When I manage systems- I organize them into hierarchies.

All my systems share certain global bits in common- NTP servers or the
root domain name for example.

All the systems within a given site or environment share other bits in
common- LDAP servers, a sub domain, default routes, etc. Specific
sites may even override some of the global settings- for example a
local NTP server for a mission critical site.

Then I have servers within those sites that once again might override
the more general site or global settings. The NTP master for a site is
not going to use itself as a server- it should use a higher precision
clock from somewhere else. There may be a special ldap base for the
research department, etc.

I can find no good way in puppet to create these sorts of hierarchies.

If I defined base nodes and try to inherit values- puppet is
declarative so later values do not get imported.

If I define classes for global, then site, then system and try to do
something like:

node ntpserver {
  $ntp_master = "accurate.example.com"
  include site::nyresearch
  include site::global
}

None of the values set in nyresearch will be available to classes in
global because of scoping rules.

How are folks making this work? Have I completely missed a totally
awesome feature or language keyword  somewhere along the line? Are
there fun tricks with inheritance that I am missing?

Explanations or links to good docs would be greatly appreciate.

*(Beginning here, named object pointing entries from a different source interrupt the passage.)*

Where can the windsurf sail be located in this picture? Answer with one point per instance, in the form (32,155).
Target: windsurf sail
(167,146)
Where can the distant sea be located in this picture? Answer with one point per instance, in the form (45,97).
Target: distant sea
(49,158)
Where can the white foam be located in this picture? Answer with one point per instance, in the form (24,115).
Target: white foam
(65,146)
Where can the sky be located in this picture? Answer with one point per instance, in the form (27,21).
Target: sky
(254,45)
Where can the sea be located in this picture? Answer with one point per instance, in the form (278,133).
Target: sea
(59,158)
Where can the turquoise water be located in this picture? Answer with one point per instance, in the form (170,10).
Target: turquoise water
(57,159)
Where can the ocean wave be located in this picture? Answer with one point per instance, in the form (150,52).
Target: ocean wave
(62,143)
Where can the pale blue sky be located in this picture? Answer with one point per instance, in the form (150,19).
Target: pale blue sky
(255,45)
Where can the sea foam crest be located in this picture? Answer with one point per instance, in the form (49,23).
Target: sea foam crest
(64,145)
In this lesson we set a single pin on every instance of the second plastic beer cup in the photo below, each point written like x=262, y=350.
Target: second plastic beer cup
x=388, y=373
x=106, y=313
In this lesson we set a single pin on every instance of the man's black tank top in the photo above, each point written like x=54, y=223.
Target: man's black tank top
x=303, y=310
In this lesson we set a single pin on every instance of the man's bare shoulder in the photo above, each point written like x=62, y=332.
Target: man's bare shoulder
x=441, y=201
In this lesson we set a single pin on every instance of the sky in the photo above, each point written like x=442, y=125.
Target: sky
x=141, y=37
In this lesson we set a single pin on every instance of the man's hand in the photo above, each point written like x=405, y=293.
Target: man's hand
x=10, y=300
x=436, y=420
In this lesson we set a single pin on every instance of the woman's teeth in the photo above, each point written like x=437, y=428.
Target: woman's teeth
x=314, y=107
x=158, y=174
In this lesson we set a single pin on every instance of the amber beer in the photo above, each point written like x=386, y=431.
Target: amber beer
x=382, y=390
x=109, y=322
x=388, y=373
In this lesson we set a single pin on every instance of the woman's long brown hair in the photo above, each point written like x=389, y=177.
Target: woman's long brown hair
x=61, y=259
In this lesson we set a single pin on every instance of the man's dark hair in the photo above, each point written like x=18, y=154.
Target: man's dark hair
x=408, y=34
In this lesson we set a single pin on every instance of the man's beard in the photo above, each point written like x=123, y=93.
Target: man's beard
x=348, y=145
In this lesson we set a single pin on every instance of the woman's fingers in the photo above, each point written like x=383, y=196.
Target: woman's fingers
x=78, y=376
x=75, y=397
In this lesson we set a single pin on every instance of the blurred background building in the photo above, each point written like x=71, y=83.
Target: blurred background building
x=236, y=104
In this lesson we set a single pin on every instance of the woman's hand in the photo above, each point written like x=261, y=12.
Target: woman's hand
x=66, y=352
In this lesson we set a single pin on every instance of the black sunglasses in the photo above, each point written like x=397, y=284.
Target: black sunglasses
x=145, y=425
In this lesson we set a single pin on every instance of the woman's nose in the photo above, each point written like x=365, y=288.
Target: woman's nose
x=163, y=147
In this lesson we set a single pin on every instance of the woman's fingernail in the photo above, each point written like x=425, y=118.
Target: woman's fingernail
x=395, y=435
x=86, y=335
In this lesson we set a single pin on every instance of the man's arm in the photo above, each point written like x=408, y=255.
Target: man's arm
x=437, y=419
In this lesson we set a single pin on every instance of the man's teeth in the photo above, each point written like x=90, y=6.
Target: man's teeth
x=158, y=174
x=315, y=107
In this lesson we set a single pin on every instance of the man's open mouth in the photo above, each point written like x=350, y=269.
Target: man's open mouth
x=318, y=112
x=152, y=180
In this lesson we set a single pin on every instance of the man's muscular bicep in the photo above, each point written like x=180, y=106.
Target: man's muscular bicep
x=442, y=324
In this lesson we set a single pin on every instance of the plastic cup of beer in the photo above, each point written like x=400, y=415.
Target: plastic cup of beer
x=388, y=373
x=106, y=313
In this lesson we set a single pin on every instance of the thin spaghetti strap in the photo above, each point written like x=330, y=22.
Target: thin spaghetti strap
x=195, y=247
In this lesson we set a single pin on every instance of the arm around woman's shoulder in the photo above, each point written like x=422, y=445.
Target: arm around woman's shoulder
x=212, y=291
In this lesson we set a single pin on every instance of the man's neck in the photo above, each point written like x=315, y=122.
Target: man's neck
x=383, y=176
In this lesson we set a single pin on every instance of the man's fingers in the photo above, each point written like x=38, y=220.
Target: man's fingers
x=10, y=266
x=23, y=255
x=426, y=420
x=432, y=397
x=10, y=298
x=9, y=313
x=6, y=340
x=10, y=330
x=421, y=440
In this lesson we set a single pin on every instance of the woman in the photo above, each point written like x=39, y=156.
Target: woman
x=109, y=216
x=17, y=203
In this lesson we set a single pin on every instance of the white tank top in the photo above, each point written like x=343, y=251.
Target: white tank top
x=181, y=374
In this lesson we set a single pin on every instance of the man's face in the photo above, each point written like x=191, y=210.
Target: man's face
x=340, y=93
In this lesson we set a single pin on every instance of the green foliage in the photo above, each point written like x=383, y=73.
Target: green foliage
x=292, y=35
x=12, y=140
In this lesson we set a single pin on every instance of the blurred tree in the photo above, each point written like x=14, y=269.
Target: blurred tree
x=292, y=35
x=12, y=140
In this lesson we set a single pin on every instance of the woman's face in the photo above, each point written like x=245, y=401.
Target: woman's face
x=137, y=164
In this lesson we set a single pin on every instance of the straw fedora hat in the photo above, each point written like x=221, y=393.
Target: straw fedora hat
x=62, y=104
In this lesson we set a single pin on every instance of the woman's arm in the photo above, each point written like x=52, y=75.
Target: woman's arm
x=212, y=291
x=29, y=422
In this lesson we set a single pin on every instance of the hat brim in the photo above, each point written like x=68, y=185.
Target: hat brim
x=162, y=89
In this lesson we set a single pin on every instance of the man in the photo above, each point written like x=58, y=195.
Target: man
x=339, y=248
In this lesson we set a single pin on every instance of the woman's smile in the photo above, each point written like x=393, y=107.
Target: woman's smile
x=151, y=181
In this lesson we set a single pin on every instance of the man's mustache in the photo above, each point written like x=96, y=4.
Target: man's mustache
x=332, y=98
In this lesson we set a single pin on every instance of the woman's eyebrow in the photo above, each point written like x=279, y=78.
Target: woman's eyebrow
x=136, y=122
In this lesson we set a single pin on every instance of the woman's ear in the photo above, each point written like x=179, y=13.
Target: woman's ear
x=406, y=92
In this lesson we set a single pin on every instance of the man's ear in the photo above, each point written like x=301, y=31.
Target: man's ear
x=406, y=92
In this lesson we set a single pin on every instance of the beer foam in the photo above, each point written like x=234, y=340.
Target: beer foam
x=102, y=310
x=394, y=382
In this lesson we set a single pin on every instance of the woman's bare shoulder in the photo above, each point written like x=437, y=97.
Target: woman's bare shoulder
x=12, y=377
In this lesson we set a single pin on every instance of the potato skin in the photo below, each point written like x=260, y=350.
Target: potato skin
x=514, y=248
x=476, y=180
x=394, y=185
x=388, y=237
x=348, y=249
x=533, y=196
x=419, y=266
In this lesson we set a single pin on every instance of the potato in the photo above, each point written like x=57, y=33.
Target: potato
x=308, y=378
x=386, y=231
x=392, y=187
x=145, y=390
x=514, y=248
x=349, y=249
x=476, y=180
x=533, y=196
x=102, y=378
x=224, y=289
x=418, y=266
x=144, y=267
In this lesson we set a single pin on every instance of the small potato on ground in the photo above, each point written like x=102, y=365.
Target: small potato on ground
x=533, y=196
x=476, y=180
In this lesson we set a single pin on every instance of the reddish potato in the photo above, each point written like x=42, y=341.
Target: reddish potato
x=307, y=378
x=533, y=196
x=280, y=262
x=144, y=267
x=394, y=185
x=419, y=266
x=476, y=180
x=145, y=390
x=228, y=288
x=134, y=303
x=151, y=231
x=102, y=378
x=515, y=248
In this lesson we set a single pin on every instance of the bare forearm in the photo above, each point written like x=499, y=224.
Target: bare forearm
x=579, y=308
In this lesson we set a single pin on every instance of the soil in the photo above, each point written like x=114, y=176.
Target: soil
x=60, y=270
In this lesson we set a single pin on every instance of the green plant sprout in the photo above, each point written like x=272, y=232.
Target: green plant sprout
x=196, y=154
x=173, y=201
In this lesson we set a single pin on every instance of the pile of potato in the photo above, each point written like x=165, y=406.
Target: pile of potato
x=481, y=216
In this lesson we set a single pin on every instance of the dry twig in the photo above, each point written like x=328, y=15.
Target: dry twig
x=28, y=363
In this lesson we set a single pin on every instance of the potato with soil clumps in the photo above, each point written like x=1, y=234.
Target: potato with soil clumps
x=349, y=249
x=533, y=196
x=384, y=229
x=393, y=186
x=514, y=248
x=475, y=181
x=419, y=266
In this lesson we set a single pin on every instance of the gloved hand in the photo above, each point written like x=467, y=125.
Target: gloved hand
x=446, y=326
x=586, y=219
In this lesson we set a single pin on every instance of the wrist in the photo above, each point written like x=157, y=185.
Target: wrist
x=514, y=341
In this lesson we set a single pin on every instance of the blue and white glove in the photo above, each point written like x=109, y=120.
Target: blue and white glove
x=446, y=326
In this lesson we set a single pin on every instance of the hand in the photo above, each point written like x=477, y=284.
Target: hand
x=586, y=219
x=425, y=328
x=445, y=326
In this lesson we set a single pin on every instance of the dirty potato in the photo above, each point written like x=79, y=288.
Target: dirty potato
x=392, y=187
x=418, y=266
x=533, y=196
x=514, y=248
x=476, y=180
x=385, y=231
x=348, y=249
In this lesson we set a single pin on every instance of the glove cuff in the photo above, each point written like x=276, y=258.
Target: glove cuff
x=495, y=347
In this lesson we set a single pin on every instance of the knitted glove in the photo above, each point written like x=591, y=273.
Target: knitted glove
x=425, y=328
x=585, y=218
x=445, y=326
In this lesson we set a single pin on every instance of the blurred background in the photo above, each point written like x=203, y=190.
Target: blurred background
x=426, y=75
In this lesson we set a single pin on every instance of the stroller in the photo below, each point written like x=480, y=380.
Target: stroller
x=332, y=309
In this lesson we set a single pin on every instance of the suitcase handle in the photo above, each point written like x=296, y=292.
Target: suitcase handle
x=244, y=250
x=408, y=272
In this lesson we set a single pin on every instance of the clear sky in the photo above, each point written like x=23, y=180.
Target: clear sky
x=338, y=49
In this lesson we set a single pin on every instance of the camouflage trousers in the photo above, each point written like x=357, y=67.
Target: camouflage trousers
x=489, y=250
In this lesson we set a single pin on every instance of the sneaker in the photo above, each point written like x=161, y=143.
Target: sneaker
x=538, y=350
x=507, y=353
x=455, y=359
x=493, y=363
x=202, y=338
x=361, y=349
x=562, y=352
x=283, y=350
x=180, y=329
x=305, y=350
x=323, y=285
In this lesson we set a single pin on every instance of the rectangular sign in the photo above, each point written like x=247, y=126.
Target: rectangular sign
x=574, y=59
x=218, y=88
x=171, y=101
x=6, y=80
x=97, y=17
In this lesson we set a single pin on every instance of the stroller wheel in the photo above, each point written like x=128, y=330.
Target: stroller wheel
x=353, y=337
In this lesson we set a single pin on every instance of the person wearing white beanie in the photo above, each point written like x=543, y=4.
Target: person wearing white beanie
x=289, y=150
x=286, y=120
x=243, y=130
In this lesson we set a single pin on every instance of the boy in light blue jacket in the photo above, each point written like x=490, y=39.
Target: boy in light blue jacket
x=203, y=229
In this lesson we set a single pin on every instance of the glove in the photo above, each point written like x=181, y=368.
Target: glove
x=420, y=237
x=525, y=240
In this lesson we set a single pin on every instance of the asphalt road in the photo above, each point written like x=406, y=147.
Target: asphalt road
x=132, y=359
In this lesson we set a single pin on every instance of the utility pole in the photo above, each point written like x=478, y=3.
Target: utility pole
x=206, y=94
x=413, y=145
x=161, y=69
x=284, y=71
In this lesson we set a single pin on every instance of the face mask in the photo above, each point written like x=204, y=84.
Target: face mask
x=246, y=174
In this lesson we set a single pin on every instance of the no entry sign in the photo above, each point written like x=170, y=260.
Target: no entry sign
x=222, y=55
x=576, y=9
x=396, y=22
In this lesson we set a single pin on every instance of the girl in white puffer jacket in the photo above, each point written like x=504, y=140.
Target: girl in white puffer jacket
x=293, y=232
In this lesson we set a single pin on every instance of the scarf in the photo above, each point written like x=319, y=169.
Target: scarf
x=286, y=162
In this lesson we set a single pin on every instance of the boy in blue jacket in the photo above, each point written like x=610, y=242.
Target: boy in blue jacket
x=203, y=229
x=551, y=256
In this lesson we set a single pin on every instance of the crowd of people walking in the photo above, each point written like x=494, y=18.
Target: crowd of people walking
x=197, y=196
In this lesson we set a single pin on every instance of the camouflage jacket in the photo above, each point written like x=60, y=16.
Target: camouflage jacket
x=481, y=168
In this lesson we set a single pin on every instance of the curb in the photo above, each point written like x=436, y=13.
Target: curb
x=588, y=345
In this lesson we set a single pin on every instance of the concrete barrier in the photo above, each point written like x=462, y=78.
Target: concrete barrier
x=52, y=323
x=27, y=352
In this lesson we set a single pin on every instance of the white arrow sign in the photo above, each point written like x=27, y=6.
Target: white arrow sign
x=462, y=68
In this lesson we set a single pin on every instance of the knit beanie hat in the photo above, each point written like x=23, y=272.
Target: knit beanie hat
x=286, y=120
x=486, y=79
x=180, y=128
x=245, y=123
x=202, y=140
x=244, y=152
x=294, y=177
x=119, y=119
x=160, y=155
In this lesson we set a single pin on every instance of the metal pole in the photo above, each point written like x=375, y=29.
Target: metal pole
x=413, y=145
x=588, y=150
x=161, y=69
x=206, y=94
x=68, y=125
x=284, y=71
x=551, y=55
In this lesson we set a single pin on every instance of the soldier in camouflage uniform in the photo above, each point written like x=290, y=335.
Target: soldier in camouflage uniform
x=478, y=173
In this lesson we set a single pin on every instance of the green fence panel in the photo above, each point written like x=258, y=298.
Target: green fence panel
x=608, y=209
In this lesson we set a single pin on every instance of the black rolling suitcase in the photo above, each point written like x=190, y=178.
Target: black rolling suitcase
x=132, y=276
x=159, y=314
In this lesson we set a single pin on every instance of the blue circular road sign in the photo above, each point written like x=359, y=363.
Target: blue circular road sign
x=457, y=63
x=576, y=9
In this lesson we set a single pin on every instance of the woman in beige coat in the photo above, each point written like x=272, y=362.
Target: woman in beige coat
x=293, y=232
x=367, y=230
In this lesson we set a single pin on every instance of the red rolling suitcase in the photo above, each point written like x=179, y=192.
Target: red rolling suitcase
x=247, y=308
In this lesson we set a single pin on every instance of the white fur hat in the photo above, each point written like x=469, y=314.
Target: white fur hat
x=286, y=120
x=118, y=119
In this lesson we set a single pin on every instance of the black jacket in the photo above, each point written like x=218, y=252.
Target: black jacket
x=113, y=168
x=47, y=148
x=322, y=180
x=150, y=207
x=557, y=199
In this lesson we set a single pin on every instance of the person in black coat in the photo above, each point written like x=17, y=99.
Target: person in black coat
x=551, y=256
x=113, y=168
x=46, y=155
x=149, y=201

If I''m trying to go about this all wrong and someone can explain the
error of my ways, that too would be appreciated.

-Don
--~--~---------~--~----~------------~-------~--~----~
You received this message because you are subscribed to the Google Groups
"Puppet Users" group.
To post to this group, send email to puppet-users@googlegroups.com
To unsubscribe from this group, send email to
puppet-users+unsubscribe@googlegroups.com
For more options, visit this group at
http://groups.google.com/group/puppet-users?hl=en
-~----------~----~----~----~------~----~------~--~---

Don wrote:
> When I manage systems- I organize them into hierarchies.
> 
> All my systems share certain global bits in common- NTP servers or the
> root domain name for example.
> 
> All the systems within a given site or environment share other bits in
> common- LDAP servers, a sub domain, default routes, etc. Specific
> sites may even override some of the global settings- for example a
> local NTP server for a mission critical site.
> 
> Then I have servers within those sites that once again might override
> the more general site or global settings. The NTP master for a site is
> not going to use itself as a server- it should use a higher precision
> clock from somewhere else. There may be a special ldap base for the
> research department, etc.
> 
> I can find no good way in puppet to create these sorts of hierarchies.
> 
> If I defined base nodes and try to inherit values- puppet is
> declarative so later values do not get imported.
> 
> If I define classes for global, then site, then system and try to do
> something like:
> 
> node ntpserver {
>   $ntp_master = "accurate.example.com"
>   include site::nyresearch
>   include site::global
> }
> 
> None of the values set in nyresearch will be available to classes in
> global because of scoping rules.
One possibility would be to include site::global within 
site::nyresearch. Then the class would receive all variables.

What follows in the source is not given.